As I look back on January 6th, I'd love to see more media coverage featuring organizers like Nelini Stamp and Melissa Byrne and union leaders like Sara Nelson. I appreciate political scientists' voice on this issue, for sure, and their expertise is welcome, but we also need to hear from people doing some actual organizing. We can not expertise our way out of a coup.
More practically, I'm sick of reading doom-porn about American democracy, especially after four solid years of street activism, the world's largest racial justice demonstration and a successful people's veto on a coup attempt. As I repeatedly counseled in 2020, telling people democracy is dying without linking them to the people and groups who are actively making sure that doesn't happen does a disservice to audiences.

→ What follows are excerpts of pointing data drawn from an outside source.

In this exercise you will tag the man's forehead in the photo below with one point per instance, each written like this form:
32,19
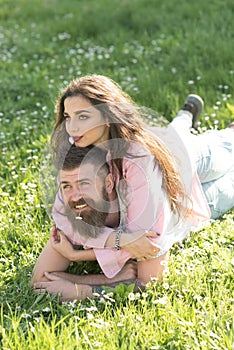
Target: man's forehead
83,171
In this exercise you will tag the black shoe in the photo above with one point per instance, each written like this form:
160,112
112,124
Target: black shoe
194,104
231,126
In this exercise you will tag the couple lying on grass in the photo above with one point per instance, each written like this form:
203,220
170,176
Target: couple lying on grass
127,192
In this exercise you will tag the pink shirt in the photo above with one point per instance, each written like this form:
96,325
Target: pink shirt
147,203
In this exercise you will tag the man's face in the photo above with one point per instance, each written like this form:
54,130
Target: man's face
85,197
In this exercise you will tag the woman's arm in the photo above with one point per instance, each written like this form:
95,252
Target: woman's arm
138,244
49,260
61,244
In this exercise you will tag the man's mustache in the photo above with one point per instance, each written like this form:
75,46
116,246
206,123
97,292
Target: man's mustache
74,204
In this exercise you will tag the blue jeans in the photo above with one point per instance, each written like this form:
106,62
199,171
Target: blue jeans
213,153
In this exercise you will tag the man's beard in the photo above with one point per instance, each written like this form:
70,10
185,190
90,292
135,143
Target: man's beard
90,221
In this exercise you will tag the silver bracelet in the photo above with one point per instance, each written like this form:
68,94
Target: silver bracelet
117,238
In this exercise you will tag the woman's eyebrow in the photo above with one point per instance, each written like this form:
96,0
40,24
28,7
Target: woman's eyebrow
78,112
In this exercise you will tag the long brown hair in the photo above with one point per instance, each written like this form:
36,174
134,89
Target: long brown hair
126,124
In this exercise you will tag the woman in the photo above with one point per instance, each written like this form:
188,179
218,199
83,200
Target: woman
93,110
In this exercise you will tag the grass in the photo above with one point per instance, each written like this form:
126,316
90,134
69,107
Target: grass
159,51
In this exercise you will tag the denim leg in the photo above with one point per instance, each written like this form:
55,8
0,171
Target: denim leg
215,154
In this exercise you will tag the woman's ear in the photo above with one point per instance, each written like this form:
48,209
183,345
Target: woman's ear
109,183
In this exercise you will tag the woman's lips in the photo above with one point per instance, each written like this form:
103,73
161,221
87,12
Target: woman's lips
77,138
80,206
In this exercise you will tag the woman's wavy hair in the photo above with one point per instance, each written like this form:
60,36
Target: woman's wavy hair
126,123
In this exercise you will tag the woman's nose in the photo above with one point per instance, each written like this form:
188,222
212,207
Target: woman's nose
74,125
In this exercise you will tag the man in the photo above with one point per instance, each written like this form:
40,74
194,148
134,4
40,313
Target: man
91,202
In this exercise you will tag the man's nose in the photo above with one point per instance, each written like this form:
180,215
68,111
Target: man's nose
76,195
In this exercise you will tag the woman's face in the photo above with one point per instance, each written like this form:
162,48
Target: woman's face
84,123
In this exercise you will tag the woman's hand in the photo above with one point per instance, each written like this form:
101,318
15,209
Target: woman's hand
61,244
139,245
67,290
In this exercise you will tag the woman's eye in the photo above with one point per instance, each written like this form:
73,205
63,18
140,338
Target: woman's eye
83,117
84,183
66,187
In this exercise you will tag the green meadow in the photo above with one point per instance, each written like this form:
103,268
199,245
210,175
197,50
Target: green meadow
159,51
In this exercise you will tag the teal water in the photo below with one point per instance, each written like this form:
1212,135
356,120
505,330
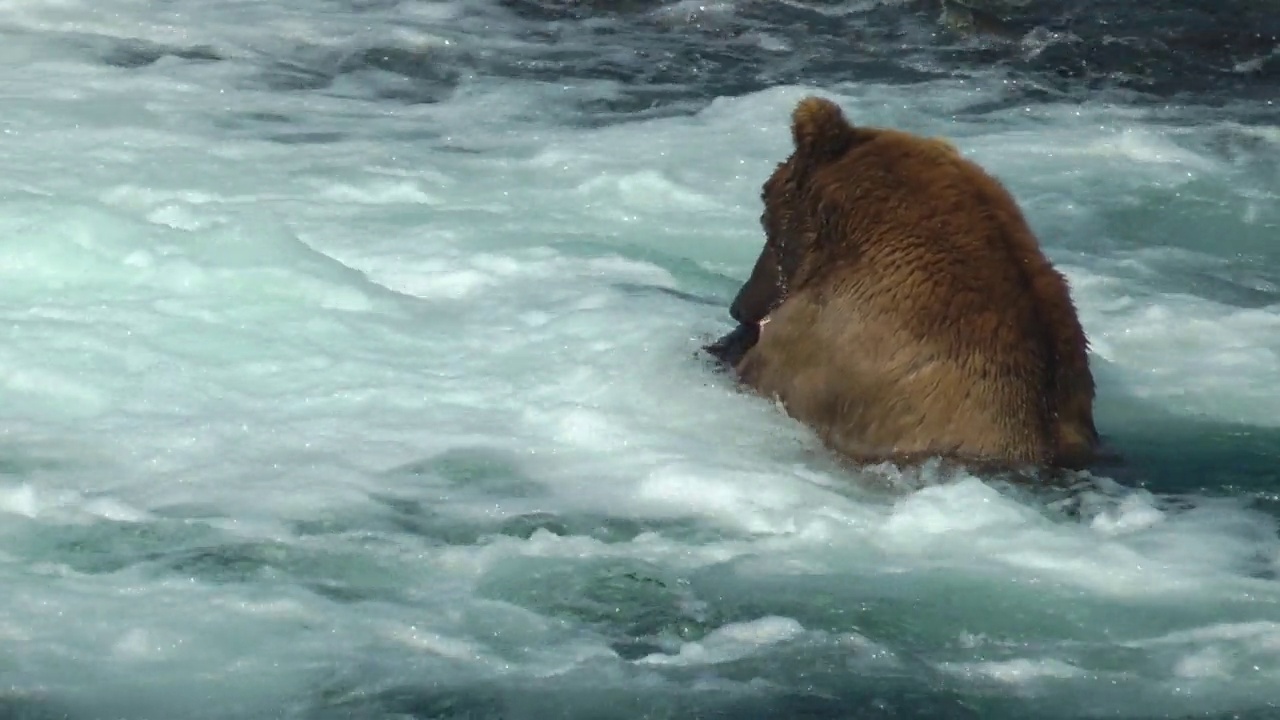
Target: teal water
334,387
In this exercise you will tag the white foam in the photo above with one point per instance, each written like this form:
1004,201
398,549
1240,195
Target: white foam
237,343
731,642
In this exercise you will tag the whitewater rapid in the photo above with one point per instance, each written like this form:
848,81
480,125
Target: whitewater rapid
382,395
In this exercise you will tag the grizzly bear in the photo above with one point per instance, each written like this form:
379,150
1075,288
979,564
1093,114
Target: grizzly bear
903,309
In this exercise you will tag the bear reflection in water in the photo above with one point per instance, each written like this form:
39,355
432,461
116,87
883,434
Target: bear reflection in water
903,309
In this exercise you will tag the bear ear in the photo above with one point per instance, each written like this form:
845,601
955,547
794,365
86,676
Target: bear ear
819,130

It's also worth remembering we've been here before. Activists in the 1970s had to build mass politics to secure elite concessions to deescalate the Vietnam War. Elected officials largely followed those movements, not the other way around. Today, too many of us are still looking to elected officials to solve our problems for us. To be sure, Democratic Party leaders can and should help save democracy. Prosecuting Trump and his enablers would be amazing. Reforming the Electoral Count Act would be super. Nuking the filibuster to advance voting rights would make me want to dance in the streets. But democracy, as always, does not rely on leaders. It relies on us, the people.